Auch in Sachen Arbeitsmarkt hat die Union einen Kompetenzvorsprung, wenn auch weniger deutlich: Für 40% ist die Union (Mrz-I: 31%; Jul-I: 43%) am ehesten in der Lage neue Arbeitsplätze zu schaffen. Für 18% macht die SPD eine bessere Arbeitsmarktpolitik (Mrz-I: 16%; Jul-I: 18%), für 8% die Grünen (Mrz-I: 10%; Jul-I: 6%). 10% sind der Meinung, dass keine Partei für neue Arbeitsplätze sorgen kann (Mrz-I: 12%; Jul-I: 12%) und 17% äußern sich dazu nicht explizit (Mrz-I: 23%; Jul-I: 15%).   (S. 20)

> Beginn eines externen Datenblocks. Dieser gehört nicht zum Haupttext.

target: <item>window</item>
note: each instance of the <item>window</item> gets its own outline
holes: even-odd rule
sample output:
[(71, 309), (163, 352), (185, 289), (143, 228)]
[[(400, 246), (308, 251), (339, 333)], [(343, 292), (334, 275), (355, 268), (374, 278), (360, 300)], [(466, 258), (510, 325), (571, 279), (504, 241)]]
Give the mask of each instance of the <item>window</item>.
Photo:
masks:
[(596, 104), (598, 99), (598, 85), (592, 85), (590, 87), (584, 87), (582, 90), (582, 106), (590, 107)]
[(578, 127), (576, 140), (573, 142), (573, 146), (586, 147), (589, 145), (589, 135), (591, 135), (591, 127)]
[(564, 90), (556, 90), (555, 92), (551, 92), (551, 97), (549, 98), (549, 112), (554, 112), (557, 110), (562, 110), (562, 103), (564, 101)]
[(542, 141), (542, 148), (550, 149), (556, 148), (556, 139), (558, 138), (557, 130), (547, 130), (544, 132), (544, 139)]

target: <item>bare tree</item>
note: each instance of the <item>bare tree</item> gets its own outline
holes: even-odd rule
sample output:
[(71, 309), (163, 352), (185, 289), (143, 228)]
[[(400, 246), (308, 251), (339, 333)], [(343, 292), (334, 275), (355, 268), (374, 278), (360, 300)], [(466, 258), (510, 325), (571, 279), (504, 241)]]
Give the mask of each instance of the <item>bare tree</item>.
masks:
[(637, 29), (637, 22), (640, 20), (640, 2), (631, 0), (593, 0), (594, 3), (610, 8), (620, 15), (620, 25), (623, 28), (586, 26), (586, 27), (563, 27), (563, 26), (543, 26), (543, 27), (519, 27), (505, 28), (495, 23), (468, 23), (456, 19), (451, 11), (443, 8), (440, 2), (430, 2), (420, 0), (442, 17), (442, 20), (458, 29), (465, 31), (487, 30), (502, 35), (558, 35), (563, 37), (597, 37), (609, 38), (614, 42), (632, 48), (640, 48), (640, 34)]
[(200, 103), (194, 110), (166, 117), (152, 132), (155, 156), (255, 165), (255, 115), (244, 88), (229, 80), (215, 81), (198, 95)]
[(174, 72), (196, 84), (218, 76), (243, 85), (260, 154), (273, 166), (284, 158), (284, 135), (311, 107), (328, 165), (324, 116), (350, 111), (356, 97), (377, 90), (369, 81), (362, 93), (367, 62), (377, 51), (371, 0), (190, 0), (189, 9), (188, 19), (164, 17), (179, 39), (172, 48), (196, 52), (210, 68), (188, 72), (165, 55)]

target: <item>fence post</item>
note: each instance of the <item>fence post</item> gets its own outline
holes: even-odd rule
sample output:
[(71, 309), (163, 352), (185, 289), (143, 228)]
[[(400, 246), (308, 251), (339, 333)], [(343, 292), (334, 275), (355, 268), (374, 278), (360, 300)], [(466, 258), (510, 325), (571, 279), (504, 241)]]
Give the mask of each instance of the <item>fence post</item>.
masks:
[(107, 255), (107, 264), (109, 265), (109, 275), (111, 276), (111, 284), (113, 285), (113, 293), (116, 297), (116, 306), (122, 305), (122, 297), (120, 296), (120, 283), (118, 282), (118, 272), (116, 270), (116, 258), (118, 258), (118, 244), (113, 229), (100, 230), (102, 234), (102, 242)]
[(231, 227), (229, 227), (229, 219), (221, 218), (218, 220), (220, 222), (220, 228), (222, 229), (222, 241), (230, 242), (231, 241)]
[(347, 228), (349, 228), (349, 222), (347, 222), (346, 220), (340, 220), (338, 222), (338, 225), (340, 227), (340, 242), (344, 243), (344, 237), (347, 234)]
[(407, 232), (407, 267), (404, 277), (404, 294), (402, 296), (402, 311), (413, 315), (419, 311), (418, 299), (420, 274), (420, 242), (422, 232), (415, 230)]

Nach der US-Präsidentschaftswahl:

Wird Joe Biden seine Arbeit gut machen?

Neun von zehn Wahlberechtigten in Deutschland (90%) und Mehrheiten in allen Parteianhängerschaften sind der Meinung, dass Joe Biden seine Sache als US-Präsident eher gut machen wird, lediglich 4% gehen vom Gegenteil aus (weiß nicht: 6%). 

Veränderungen der deutsch-amerikanischen Beziehungen

Dementsprechend sind 85% der Ansicht, dass sich mit Joe Biden als neuem Präsidenten die Beziehungen zwischen Deutschland und den USA verbessern werden, 13% glauben, es wird sich am deutsch-amerikanischem Verhältnis nicht viel ändern, niemand glaubt, dass es sich verschlechtern wird, 2% machen keine Angabe.

Reibungsloser Übergang von Donald Trump zu Joe Biden?

Allerdings glauben 71% der Deutschen und Mehrheiten in allen Parteianhängerschaften, dass es in der Zeit bis zum Amtsantritt Joe Bidens am 20. Januar 2021 in den USA zu Unruhen kommen wird, 25% erwarten keine Unruhen, 4% sagen „weiß nicht“.

Sicherheit Europas: Soll die EU unabhängiger werden?

Wenn es um die Sicherheit Europas geht, sprechen sich drei Viertel  der Befragten (75%) für eine stärkere Unabhängigkeit der Europäischen Union von den USA aus, 20% sehen dies nicht als notwendig an (weiß nicht: 5%).